Никогда дорога домой не казалась мне такой длинной, как в ту ночь.
– Похолодало…
– Не знаю, не чувствую.
– Может, меня знобит!
– Наверно…
Мы шли мимо кладбища.
– Тяжело, должно быть, лежать под землей!
– Парень! Зачем так говоришь? Чудные мысли лезут тебе в голову!
– Да, верно…
Кипарис стоял высокий и тощий, как призрак, как часовой при мертвецах.
– Уродливый кипарис…
– Уродливый.
На кипарисе сова, зловещая птица, таинственно шипела.
– Противная птица.
– Противная…
– Каждую ночь она здесь.
– Каждую…
– Как будто ей нравится быть с мертвецами.
– Как будто…
– Что с тобой?
– Ничего! Со мной ничего! Мерещится тебе…
Я поглядел на Доминго; он был бледен, как умирающий.
– Ты заболел?
– Нет…
– Боишься?
– Боюсь? Я? Кого мне бояться?
– Никого, брат, никого! Я это просто так сказал. Сеньорито Себастьян вмешался:
– Ладно, замолчите-ка! Не хватает еще, чтоб теперь сцепились и вы.
– Да нет…
– Далеко еще, Паскуаль?
– Недалеко, а что?
– Так.
Казалось, будто чья-то таинственная рука отодвигает мой дом все дальше и дальше.
– Мимо не пройдем?
– Что ты! Наверно, уже засветили лампу.
Мы снова замолчали. Было уже совсем недалеко.
– Вон тот, что ли?
– Да.
– Что ж ты не сказал?
– Зачем? Разве ты не знал?
Меня удивила тишина в доме. Женщины еще должны, по обыкновению, быть там, а вы знаете, как они пронзительно стрекочут.
– Спят как будто.
– Не может быть! У них горит свет!
Мы подошли к дому: действительно, горел свет. На пороге сидела сеньора Энграсия; она шепелявила, как сова на кипарисе, да и лицом, пожалуй, была ей сродни.
– Что вы здесь делаете?
– Тебя ждала, сынок.
– Меня?
– Да.
Загадочные слова сеньоры Энграсии пришлись мне не по душе.
– Ну-ка, пустите меня!
– Не ходи!
– Почему?
– Потому что не ходи!
– Это мой дом!
– Знаю, сынок, и много лет… Да только входить тебе не надо.
– Почему не надо?
– Потому что нельзя, сынок. Твоей жене плохо!
– Плохо?
– Да.
– Что с ней?
– Ничего. Она выкинула.
– Выкинула?
– Да. Ее сбросила кобыла…
От охватившего меня бешенства я плохо видел; я был в таком ослеплении, что не разбирал, что мне говорят.
– Где кобыла?
– В конюшне.
Дверь конюшни, выходившей в загон, была с низкой притолокой. Входя, я нагнулся. Ничего не было видно.
– Ну, кобыла!
Кобыла жалась к яслям. Я осторожно раскрыл нож: в такие минуты один неверный шаг может иметь для нас самые пагубные последствия.
– Ну, кобыла!
Снова пропел рассветный петух.
– Ну, кобыла!
Кобыла пятилась в угол. Я заходил на нее, приблизился так, что мог похлопать по заду. Тварь держалась настороженно, беспокоилась.
– Ну, кобыла!
Все совершилось в одну минуту. Я набросился на нее и стал колоть ножом; я ударил ее не меньше двадцати раз…

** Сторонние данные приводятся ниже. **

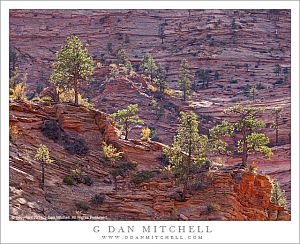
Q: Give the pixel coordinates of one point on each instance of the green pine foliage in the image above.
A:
(73, 65)
(277, 112)
(185, 79)
(277, 194)
(127, 118)
(188, 149)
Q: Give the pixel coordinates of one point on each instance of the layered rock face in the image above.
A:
(243, 46)
(239, 44)
(219, 195)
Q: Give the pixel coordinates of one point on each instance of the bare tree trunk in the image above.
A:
(277, 125)
(43, 175)
(245, 153)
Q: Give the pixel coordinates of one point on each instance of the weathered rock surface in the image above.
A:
(246, 197)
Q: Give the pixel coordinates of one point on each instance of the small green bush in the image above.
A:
(142, 176)
(51, 129)
(69, 180)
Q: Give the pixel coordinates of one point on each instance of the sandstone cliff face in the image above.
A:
(241, 45)
(222, 195)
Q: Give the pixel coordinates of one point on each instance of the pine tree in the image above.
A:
(43, 156)
(160, 79)
(277, 69)
(185, 79)
(244, 129)
(277, 195)
(253, 93)
(149, 66)
(188, 149)
(114, 72)
(161, 32)
(127, 118)
(73, 66)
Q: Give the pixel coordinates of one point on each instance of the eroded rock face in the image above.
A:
(242, 46)
(222, 196)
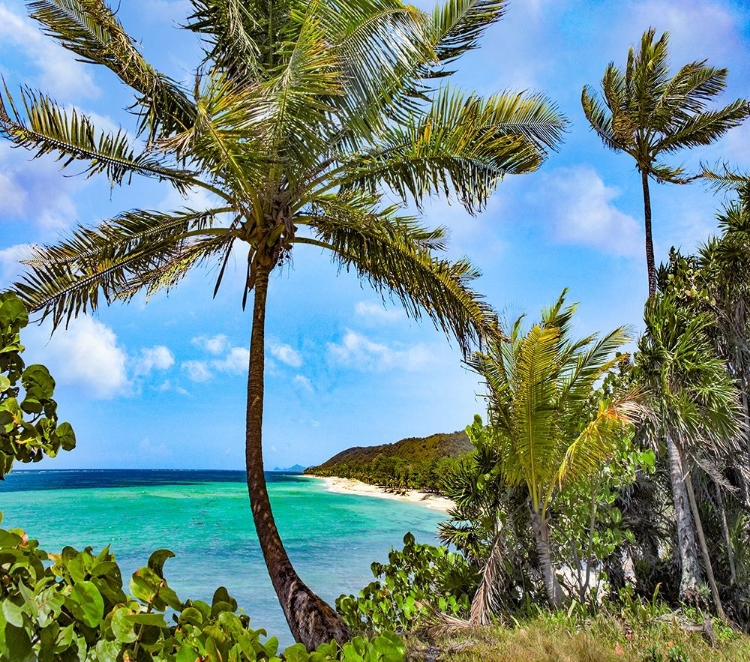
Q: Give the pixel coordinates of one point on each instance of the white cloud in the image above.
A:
(376, 313)
(197, 371)
(286, 354)
(61, 74)
(14, 198)
(236, 361)
(358, 351)
(579, 205)
(214, 345)
(154, 358)
(88, 356)
(697, 30)
(304, 382)
(10, 267)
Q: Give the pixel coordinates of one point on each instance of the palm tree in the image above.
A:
(648, 115)
(302, 114)
(698, 419)
(539, 385)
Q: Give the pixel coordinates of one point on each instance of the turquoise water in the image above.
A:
(204, 518)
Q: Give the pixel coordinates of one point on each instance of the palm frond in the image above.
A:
(704, 128)
(48, 128)
(394, 255)
(464, 145)
(67, 279)
(90, 29)
(457, 25)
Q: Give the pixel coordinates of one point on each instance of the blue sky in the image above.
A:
(162, 384)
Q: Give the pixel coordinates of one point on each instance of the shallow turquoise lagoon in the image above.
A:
(204, 518)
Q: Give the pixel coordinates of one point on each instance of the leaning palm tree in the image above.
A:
(699, 419)
(302, 115)
(649, 115)
(539, 387)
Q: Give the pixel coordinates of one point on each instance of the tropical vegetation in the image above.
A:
(302, 115)
(415, 463)
(648, 115)
(601, 507)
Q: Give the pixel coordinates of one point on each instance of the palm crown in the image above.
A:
(540, 384)
(648, 115)
(300, 117)
(298, 120)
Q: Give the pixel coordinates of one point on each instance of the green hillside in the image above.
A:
(418, 463)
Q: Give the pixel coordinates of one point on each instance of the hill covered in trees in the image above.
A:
(418, 463)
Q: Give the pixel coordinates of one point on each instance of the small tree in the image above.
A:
(649, 115)
(539, 385)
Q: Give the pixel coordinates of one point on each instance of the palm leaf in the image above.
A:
(90, 29)
(48, 128)
(394, 255)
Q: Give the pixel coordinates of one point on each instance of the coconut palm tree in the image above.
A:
(649, 115)
(539, 385)
(698, 418)
(301, 116)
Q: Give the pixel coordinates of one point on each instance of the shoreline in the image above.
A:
(357, 487)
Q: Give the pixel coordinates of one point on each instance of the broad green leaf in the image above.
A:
(86, 603)
(157, 559)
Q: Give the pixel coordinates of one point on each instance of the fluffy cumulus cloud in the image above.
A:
(10, 266)
(375, 313)
(196, 371)
(581, 208)
(697, 29)
(303, 382)
(213, 345)
(358, 351)
(87, 356)
(286, 354)
(154, 358)
(60, 73)
(236, 361)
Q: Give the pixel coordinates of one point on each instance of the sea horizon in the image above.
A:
(204, 517)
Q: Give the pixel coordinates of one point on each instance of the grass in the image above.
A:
(603, 638)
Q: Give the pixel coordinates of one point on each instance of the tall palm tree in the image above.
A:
(303, 113)
(698, 416)
(649, 115)
(539, 385)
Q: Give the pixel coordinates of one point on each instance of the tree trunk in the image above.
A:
(690, 575)
(650, 263)
(725, 529)
(704, 549)
(540, 526)
(311, 620)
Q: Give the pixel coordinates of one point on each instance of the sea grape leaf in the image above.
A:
(86, 603)
(157, 559)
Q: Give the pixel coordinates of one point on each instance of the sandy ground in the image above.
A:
(348, 486)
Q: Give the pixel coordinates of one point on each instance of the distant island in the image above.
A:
(295, 469)
(414, 463)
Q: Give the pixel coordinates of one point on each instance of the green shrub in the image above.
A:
(418, 581)
(75, 609)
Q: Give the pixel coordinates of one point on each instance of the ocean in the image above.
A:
(204, 518)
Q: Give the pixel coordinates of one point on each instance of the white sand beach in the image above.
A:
(348, 486)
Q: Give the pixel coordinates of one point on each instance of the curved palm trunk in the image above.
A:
(311, 620)
(687, 549)
(704, 548)
(650, 263)
(540, 526)
(727, 536)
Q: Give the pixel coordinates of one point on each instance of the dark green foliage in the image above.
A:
(419, 463)
(417, 582)
(29, 427)
(71, 606)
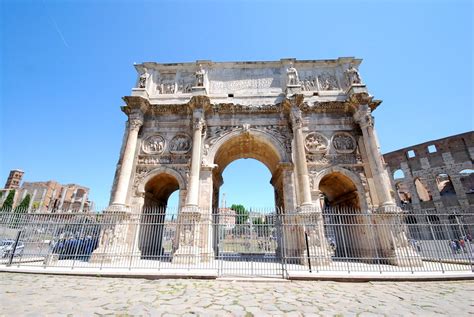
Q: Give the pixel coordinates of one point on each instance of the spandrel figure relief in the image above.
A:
(154, 144)
(180, 144)
(327, 81)
(343, 143)
(316, 143)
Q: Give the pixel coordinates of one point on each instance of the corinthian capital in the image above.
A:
(135, 120)
(198, 123)
(134, 124)
(296, 118)
(364, 117)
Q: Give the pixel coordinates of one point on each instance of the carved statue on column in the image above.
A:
(200, 75)
(353, 75)
(292, 76)
(143, 78)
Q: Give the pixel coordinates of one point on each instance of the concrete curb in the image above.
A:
(213, 275)
(388, 277)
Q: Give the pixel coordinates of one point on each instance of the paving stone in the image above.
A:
(33, 295)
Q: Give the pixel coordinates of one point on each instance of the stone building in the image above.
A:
(309, 122)
(14, 179)
(435, 181)
(49, 196)
(52, 196)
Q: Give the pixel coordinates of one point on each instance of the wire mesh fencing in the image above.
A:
(227, 242)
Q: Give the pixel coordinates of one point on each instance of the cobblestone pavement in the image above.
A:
(48, 295)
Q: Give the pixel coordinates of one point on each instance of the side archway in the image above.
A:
(341, 187)
(344, 223)
(156, 187)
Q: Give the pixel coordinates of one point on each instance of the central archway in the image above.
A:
(259, 236)
(255, 145)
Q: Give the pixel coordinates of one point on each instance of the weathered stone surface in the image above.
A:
(309, 122)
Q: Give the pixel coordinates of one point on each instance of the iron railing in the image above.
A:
(272, 242)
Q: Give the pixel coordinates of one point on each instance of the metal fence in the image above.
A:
(264, 243)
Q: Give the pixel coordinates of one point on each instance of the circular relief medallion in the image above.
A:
(154, 144)
(343, 142)
(316, 143)
(180, 144)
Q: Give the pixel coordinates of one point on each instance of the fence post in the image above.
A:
(12, 254)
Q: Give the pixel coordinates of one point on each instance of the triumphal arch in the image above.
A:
(308, 121)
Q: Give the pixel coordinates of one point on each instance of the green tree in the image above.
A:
(241, 215)
(8, 203)
(23, 206)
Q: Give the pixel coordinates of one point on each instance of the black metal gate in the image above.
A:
(249, 245)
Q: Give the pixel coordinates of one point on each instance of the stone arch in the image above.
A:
(467, 180)
(346, 176)
(403, 192)
(445, 185)
(161, 170)
(263, 137)
(422, 191)
(156, 188)
(436, 227)
(343, 220)
(251, 143)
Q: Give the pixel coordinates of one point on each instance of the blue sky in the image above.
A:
(66, 64)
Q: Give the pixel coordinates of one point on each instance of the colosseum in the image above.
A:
(434, 182)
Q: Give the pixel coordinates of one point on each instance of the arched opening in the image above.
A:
(157, 229)
(413, 228)
(340, 191)
(467, 180)
(247, 230)
(398, 174)
(445, 185)
(253, 146)
(436, 228)
(455, 226)
(423, 193)
(342, 222)
(403, 193)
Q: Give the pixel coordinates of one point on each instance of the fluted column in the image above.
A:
(192, 199)
(135, 121)
(381, 180)
(300, 158)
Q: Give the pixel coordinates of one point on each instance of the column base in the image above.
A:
(187, 255)
(112, 256)
(406, 257)
(316, 248)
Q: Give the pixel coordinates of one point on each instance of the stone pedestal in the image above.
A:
(311, 220)
(118, 239)
(199, 90)
(188, 251)
(293, 89)
(393, 242)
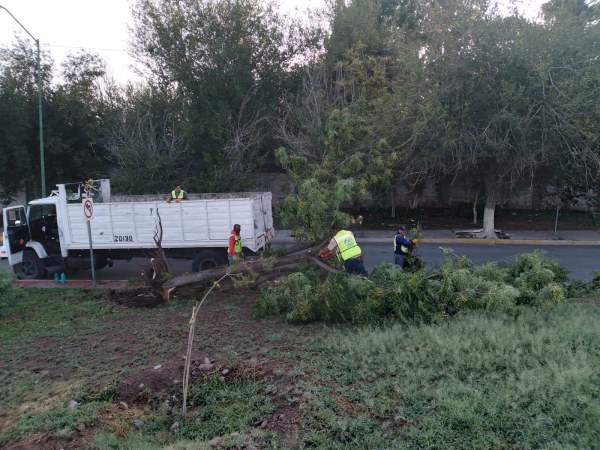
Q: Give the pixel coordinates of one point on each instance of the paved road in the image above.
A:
(581, 261)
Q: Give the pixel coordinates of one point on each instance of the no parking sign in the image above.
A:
(88, 214)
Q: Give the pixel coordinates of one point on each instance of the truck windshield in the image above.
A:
(41, 211)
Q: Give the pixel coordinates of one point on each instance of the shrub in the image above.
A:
(391, 294)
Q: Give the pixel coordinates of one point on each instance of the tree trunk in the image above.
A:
(489, 229)
(262, 267)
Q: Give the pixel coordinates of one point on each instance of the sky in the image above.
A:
(101, 26)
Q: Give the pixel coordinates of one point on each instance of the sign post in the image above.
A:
(88, 215)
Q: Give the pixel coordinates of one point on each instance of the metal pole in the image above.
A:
(41, 126)
(39, 83)
(91, 252)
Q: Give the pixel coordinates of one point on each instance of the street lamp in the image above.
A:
(39, 82)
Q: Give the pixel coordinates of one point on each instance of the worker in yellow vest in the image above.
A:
(344, 246)
(234, 249)
(177, 194)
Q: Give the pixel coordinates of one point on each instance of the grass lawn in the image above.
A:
(80, 371)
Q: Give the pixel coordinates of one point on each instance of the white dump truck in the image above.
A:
(51, 234)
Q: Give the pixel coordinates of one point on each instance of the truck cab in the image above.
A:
(58, 232)
(31, 238)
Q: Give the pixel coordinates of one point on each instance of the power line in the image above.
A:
(86, 48)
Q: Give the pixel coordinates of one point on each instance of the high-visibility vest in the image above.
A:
(347, 246)
(237, 247)
(403, 248)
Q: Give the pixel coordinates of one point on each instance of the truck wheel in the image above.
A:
(207, 259)
(31, 267)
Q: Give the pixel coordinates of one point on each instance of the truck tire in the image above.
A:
(207, 259)
(31, 267)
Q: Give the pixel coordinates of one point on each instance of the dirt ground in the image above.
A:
(228, 340)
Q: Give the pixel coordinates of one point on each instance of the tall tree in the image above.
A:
(19, 145)
(228, 63)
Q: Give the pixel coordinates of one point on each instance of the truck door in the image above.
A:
(16, 233)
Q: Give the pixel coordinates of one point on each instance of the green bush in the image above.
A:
(391, 294)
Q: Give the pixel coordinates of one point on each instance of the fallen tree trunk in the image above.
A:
(268, 269)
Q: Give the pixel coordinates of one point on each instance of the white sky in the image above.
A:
(100, 26)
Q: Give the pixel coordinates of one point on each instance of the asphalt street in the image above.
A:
(581, 261)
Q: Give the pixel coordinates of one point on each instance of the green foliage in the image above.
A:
(314, 211)
(480, 381)
(7, 292)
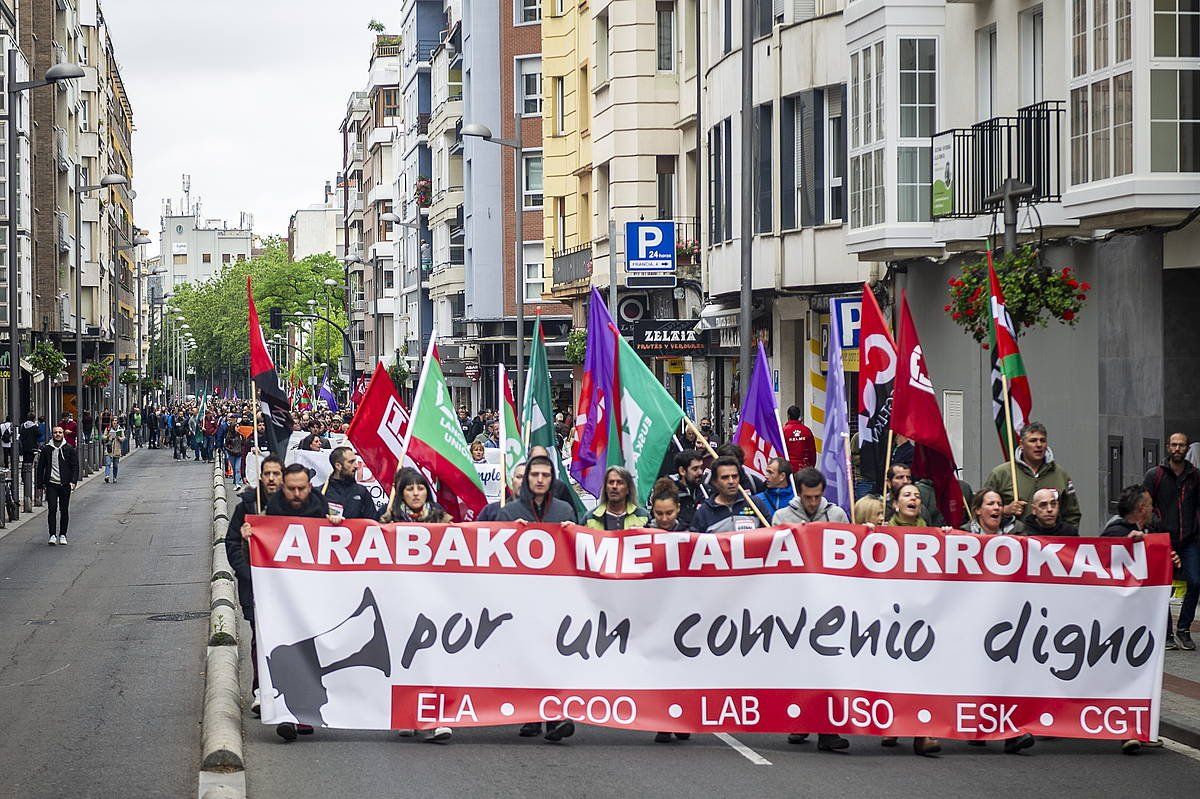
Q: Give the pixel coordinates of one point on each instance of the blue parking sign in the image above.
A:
(649, 247)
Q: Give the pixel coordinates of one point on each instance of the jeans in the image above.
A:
(1189, 557)
(55, 494)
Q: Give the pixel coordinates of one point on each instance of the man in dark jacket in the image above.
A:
(252, 502)
(537, 504)
(346, 496)
(727, 509)
(295, 497)
(1174, 487)
(55, 474)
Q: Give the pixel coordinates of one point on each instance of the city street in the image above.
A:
(101, 684)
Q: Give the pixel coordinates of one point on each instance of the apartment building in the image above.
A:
(195, 247)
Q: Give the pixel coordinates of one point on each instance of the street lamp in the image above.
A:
(515, 144)
(54, 74)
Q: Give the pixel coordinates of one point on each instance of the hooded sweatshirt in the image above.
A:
(526, 508)
(795, 514)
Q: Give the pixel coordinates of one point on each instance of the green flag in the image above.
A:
(647, 419)
(538, 412)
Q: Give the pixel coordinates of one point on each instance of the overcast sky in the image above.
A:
(245, 96)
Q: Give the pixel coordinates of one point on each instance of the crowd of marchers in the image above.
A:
(708, 490)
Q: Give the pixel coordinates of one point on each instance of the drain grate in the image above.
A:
(187, 616)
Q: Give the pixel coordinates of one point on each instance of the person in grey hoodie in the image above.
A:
(809, 505)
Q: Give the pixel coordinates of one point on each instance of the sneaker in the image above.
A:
(559, 731)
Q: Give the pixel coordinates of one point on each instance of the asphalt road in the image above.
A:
(96, 697)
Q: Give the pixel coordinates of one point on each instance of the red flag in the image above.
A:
(379, 427)
(917, 415)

Кожа у нее была толстая, куда толще, чем у Сакариа-са… Когда я вышел из конюшни, руку у меня ломило, кровь покрывала ее до локтя. Животина не пикнула, только дышала еще глубже и чаще, чем когда к ней подпускали жеребца.
(10)
Точно вам говорю, хотя после, поостыв, я думал иначе, но в тот момент меня сверлила одна мысль – а ведь Лола могла бы выкинуть до того, как я на ней женился! От какой горечи, от какого жгучего разочарования я бы уберегся!
Это злосчастное происшествие подкосило меня и погрузило в самые черные думы; я бродил по деревне как в воду опущенный, и ушло целых двенадцать долгих месяцев, пока я опамятовался.